A fluidez da moldura institucional do império português deixa vaga qualquer tentativa de estratificar os limites de jurisdição, poder ou influência que cada camada social dispunha. Se aceitando que a transferência cultural, social e legal entre Portugal e a colônia brasileira eram inegáveis, principalmente por se valer diretamente de reinóis, é evidente que a situação de incertezas sobre a autoridade teve um efeito ainda mais frouxo na colônia, onde as localidades e suas famílias há muito instaladas adquiriam autonomia. O valor da noção do exclusivismo baiano foi acentuado pela sua origem mais fidalga e o peso da elite agrária, diferentemente das outras capitanias, onde a corrida do ouro já havia flexibilizado potencialmente a organização social em busca do resultado econômico.
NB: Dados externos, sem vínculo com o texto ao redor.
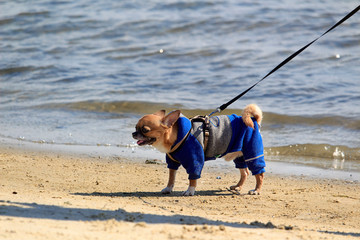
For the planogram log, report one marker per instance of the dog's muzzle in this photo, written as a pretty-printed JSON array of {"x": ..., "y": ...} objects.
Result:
[{"x": 143, "y": 140}]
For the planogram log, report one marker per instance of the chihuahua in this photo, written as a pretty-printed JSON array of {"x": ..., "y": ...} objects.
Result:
[{"x": 191, "y": 142}]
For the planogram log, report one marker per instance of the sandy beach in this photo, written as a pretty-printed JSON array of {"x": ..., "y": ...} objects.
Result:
[{"x": 47, "y": 195}]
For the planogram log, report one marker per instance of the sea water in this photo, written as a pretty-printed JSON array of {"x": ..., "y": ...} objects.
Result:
[{"x": 81, "y": 73}]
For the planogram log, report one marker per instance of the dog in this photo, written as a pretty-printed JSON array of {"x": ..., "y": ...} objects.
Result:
[{"x": 191, "y": 142}]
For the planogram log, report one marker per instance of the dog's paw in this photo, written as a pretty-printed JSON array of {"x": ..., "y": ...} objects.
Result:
[
  {"x": 254, "y": 192},
  {"x": 167, "y": 190},
  {"x": 189, "y": 192}
]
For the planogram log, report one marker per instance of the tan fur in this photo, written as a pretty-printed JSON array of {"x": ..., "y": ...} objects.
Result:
[
  {"x": 160, "y": 131},
  {"x": 252, "y": 110}
]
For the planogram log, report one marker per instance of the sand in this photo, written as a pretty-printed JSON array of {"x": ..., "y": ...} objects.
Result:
[{"x": 47, "y": 195}]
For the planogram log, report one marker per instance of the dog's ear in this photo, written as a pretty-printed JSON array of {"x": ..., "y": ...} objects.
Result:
[
  {"x": 171, "y": 118},
  {"x": 160, "y": 113}
]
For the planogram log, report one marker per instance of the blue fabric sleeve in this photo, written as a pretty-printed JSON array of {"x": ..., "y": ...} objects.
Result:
[{"x": 172, "y": 164}]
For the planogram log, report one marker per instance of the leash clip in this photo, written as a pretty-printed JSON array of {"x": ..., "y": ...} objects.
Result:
[{"x": 218, "y": 110}]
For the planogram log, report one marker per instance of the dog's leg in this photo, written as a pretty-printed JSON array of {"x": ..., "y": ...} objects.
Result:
[
  {"x": 171, "y": 182},
  {"x": 191, "y": 189},
  {"x": 244, "y": 173},
  {"x": 259, "y": 182}
]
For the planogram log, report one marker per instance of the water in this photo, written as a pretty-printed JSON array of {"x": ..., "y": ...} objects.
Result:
[{"x": 80, "y": 73}]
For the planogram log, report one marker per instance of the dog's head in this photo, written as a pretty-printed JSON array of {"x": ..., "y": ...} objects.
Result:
[{"x": 155, "y": 129}]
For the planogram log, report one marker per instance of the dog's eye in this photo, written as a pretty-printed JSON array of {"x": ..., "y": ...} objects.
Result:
[{"x": 145, "y": 129}]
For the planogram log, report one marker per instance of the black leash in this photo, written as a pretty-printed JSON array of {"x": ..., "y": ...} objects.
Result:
[{"x": 224, "y": 106}]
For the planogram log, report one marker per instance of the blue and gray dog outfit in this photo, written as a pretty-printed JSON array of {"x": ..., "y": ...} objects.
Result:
[{"x": 227, "y": 134}]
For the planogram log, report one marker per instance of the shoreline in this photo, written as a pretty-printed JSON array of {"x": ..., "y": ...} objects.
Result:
[
  {"x": 278, "y": 165},
  {"x": 52, "y": 195}
]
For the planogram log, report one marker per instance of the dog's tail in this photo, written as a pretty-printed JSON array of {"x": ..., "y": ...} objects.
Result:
[{"x": 252, "y": 110}]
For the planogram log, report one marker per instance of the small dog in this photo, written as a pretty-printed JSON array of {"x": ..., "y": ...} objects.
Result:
[{"x": 191, "y": 142}]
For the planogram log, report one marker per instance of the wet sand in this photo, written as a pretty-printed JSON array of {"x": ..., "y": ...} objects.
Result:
[{"x": 50, "y": 195}]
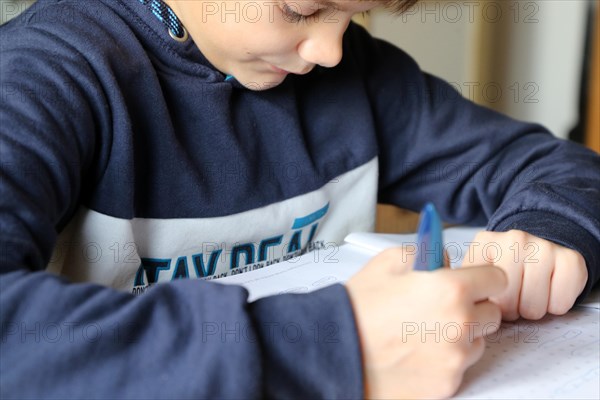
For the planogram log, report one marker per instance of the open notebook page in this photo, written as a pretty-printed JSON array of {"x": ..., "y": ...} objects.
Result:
[{"x": 554, "y": 358}]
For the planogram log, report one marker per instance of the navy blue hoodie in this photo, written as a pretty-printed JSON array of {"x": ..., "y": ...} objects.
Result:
[{"x": 129, "y": 163}]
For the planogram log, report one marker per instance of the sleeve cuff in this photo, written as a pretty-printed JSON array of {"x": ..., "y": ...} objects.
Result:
[{"x": 310, "y": 345}]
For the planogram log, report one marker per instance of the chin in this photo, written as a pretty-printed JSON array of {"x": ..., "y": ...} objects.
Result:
[{"x": 262, "y": 84}]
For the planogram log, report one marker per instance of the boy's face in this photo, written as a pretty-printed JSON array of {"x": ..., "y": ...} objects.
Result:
[{"x": 259, "y": 42}]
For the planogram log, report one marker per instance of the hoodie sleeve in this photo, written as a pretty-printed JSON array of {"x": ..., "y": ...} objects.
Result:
[
  {"x": 185, "y": 339},
  {"x": 477, "y": 166}
]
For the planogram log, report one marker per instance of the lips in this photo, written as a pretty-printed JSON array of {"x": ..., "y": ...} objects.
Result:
[{"x": 284, "y": 71}]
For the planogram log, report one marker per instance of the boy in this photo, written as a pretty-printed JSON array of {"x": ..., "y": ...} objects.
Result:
[{"x": 191, "y": 139}]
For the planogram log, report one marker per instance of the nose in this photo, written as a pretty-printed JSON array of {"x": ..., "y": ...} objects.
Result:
[{"x": 323, "y": 45}]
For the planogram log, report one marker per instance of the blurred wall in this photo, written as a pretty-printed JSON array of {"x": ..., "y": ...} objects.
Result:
[{"x": 523, "y": 58}]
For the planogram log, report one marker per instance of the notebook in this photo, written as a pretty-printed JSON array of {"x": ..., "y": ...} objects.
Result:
[{"x": 557, "y": 357}]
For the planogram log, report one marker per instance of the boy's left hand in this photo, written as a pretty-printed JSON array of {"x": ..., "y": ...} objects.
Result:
[{"x": 543, "y": 277}]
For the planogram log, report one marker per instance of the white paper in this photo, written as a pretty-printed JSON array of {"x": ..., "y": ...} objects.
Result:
[{"x": 554, "y": 358}]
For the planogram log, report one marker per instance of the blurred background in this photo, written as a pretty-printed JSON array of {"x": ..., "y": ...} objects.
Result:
[{"x": 534, "y": 60}]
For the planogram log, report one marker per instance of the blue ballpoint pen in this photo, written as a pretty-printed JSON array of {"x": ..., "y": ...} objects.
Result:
[{"x": 430, "y": 253}]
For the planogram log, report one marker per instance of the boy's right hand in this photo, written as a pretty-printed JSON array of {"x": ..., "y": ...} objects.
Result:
[{"x": 420, "y": 331}]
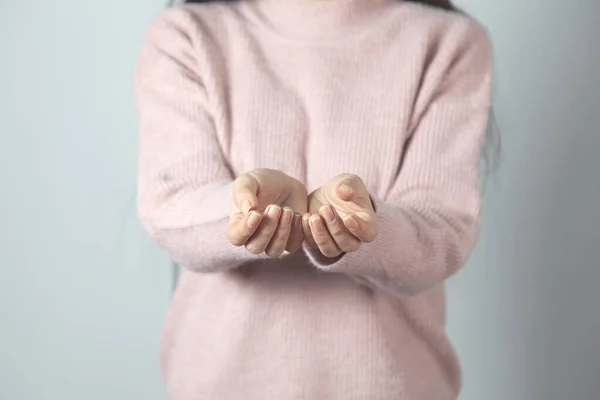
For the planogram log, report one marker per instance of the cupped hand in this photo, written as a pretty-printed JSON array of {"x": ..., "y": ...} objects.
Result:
[
  {"x": 340, "y": 216},
  {"x": 266, "y": 211}
]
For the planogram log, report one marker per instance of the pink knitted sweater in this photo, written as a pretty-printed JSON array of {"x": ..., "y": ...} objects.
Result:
[{"x": 392, "y": 91}]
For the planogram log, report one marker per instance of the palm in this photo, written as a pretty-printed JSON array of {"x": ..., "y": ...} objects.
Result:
[{"x": 275, "y": 187}]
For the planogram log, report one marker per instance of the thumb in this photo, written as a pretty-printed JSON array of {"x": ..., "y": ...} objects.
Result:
[
  {"x": 351, "y": 188},
  {"x": 245, "y": 190}
]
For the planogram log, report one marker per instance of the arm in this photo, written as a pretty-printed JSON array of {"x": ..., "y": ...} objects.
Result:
[
  {"x": 184, "y": 182},
  {"x": 429, "y": 220}
]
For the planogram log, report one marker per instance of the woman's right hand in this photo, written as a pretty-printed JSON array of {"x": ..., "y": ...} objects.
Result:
[{"x": 266, "y": 211}]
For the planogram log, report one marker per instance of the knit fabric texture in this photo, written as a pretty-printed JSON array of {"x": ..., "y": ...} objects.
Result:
[{"x": 395, "y": 92}]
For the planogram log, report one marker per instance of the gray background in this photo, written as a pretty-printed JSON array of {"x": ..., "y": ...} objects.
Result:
[{"x": 83, "y": 293}]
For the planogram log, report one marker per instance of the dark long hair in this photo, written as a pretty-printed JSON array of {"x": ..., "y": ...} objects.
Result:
[{"x": 491, "y": 149}]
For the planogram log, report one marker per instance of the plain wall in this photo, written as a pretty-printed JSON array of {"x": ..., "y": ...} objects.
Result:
[{"x": 83, "y": 293}]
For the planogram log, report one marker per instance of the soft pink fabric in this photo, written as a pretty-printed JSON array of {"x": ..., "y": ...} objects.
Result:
[{"x": 395, "y": 92}]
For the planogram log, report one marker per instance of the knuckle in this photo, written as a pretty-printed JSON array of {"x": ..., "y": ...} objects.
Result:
[
  {"x": 235, "y": 238},
  {"x": 331, "y": 253},
  {"x": 253, "y": 248},
  {"x": 351, "y": 247}
]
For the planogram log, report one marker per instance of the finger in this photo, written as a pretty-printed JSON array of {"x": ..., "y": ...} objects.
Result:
[
  {"x": 242, "y": 227},
  {"x": 365, "y": 231},
  {"x": 296, "y": 234},
  {"x": 259, "y": 241},
  {"x": 306, "y": 230},
  {"x": 278, "y": 242},
  {"x": 344, "y": 239},
  {"x": 322, "y": 237},
  {"x": 351, "y": 188},
  {"x": 245, "y": 190}
]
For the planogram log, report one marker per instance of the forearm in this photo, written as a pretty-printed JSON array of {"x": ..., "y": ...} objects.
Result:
[
  {"x": 191, "y": 226},
  {"x": 416, "y": 249}
]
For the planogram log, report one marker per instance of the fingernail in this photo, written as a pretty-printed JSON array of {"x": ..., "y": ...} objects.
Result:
[
  {"x": 327, "y": 213},
  {"x": 253, "y": 219},
  {"x": 346, "y": 187},
  {"x": 246, "y": 206},
  {"x": 274, "y": 211},
  {"x": 350, "y": 222},
  {"x": 315, "y": 224},
  {"x": 288, "y": 214}
]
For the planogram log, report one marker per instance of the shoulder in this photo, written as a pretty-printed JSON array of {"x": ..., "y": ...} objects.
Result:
[
  {"x": 192, "y": 23},
  {"x": 445, "y": 33}
]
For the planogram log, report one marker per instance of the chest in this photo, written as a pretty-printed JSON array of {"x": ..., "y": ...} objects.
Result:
[{"x": 316, "y": 114}]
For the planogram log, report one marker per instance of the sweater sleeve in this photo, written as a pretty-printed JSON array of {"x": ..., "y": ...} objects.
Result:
[
  {"x": 184, "y": 181},
  {"x": 429, "y": 219}
]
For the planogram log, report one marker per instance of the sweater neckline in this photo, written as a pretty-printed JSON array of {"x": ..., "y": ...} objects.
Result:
[{"x": 319, "y": 19}]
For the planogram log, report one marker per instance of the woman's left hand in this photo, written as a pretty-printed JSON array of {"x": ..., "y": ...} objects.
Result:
[{"x": 340, "y": 216}]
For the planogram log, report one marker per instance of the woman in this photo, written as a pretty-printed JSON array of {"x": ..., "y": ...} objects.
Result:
[{"x": 313, "y": 166}]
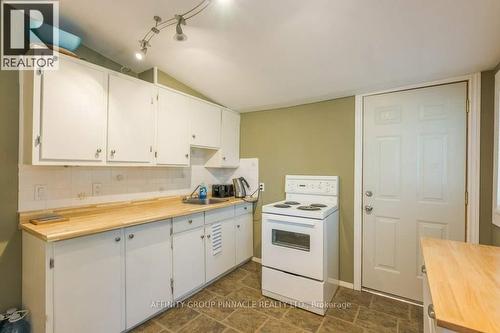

Não se concebia o espaço colonial brasileiro como uma unidade, pela ótica baiana, e, além disso, não havia nenhuma racionalidade unificada em prol da independência, que aconteceria em algumas centenas de anos só no grito, despida de alterações reais na estrutura política brasileira.
O que nosso passado tem a dizer sobre a Ilhéus que conhecemos hoje? Tudo. Nos faltam, dramaticamente, as revoluções. Sem elas, somos a carcaça travestida de vãs modernidades de uma colônia lusitana e seus medievais poderes.
A autora Elisabeth Zorgetz é ilheense, membro do Coletivo Reúne Ilhéus, escritora e graduanda em História na UFRGS. É membro do Núcleo de História da Dependência Econômica na América Latina e trabalha a prospecção de estratégias focais de reforma agrária no sul da Bahia.